Islamic law is the law.
Sharia (or Islamic law) is the official law in many countries. Here in the UAE, there’s an odd sort of mixture. But Sharia wins overall. In terms of what’s different, yes, men and women are treated differently. If I married under Sharia here, (which I would have to if I married here, although I don’t have to become Muslim, interestingly,) my children would belong more to my husband than to me. If we got divorced, I’d have no rights to the children. So women don’t necessarily have the same freedoms under Sharia, but there are tons of laws in Sharia that aim to protect them. For example, if we got divorced, I would automatically get half of everything, no questions asked. I would also set a monthly allowance that he’s required to pay me during our marriage. And as with common law, Sharia is very much open to interpretation. For example, alcohol is technically prohibited.
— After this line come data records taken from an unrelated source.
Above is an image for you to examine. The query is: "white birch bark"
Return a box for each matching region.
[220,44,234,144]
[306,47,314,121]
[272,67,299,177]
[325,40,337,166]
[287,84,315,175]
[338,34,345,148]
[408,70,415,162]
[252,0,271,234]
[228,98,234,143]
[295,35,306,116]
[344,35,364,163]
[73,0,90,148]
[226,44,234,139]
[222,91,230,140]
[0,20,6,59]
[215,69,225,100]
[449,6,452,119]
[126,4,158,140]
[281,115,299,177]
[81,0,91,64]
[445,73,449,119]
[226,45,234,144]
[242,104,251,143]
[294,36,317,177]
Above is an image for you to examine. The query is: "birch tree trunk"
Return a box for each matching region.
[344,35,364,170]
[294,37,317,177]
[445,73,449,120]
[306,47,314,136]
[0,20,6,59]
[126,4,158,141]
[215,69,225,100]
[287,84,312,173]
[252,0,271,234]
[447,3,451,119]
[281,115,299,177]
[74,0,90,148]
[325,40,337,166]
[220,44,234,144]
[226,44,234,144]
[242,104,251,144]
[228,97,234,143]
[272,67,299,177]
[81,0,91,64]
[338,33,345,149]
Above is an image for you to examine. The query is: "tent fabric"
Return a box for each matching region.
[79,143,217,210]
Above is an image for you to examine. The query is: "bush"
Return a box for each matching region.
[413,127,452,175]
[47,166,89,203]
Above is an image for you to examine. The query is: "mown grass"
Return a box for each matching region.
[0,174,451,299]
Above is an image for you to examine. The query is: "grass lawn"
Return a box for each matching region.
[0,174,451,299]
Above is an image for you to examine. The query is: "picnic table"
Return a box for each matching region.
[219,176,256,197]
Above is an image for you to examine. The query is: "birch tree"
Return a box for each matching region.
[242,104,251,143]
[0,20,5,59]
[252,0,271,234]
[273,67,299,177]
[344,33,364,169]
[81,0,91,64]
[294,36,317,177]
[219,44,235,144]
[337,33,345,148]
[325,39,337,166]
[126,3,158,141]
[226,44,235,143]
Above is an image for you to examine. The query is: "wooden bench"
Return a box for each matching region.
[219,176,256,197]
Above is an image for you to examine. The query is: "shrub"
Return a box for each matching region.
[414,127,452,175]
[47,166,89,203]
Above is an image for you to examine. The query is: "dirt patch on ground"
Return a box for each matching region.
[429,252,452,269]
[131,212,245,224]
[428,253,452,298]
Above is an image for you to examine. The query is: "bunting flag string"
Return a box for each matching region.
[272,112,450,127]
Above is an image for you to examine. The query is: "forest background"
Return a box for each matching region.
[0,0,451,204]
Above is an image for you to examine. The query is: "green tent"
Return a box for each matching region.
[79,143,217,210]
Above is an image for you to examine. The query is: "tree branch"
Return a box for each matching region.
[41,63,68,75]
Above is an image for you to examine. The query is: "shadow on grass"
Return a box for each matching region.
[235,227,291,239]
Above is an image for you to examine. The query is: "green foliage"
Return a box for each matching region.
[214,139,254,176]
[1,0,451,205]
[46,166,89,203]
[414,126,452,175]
But it’s like the mutaween; if you’re Muslim, it’s haram (forbidden,) but if you’re non-Muslim you can usually carry on as you like. And within the Muslims, it’s really a matter of individual choice. There are some dry countries, although many Saudis/Yemenis/etc. spend their weekends in other countries to avoid that restriction.
There are a lot of terrorists in struggling countries.
This is not true in the UAE or any of the other oil countries that control their own wealth. (I.e. countries that America doesn’t think it can take control of and meddle in?) But in countries that are struggling financially, terrorism is very prevalent. Lebanon is one example. One of my students told me that when he was there, he just went out and bought some grenades because that’s how common weapons are there. It’s also not difficult to knkow someone who is friends with or related to a member of Hezbollah. (I think it’s worth noting that Hezbollah is a Shi’a terrorist group, while Sunni is the majority sect of Islam. If you want more information about the different types of Islamic extremists and how terrorism manifests, this paper is interesting.) I don’t know that this fact is unknown, but I think people don’t fully understand terrorism’s prevalence in other countries. It’s not just a once in a blue moon occurrence like it is in America.
There are tons of Muslims in the world.
You know the country with the most Muslims? Indonesia. Only 20% of the Muslims of the world live in Arab countries. Yet somehow, if I say Muslim, you’re going to picture an Arab. I suppose it’s logical on some level, since it originated here. But it’s also important to know that there are tons of Muslims in Asia. Like, tons.
That’s all I can think of today. Enjoy.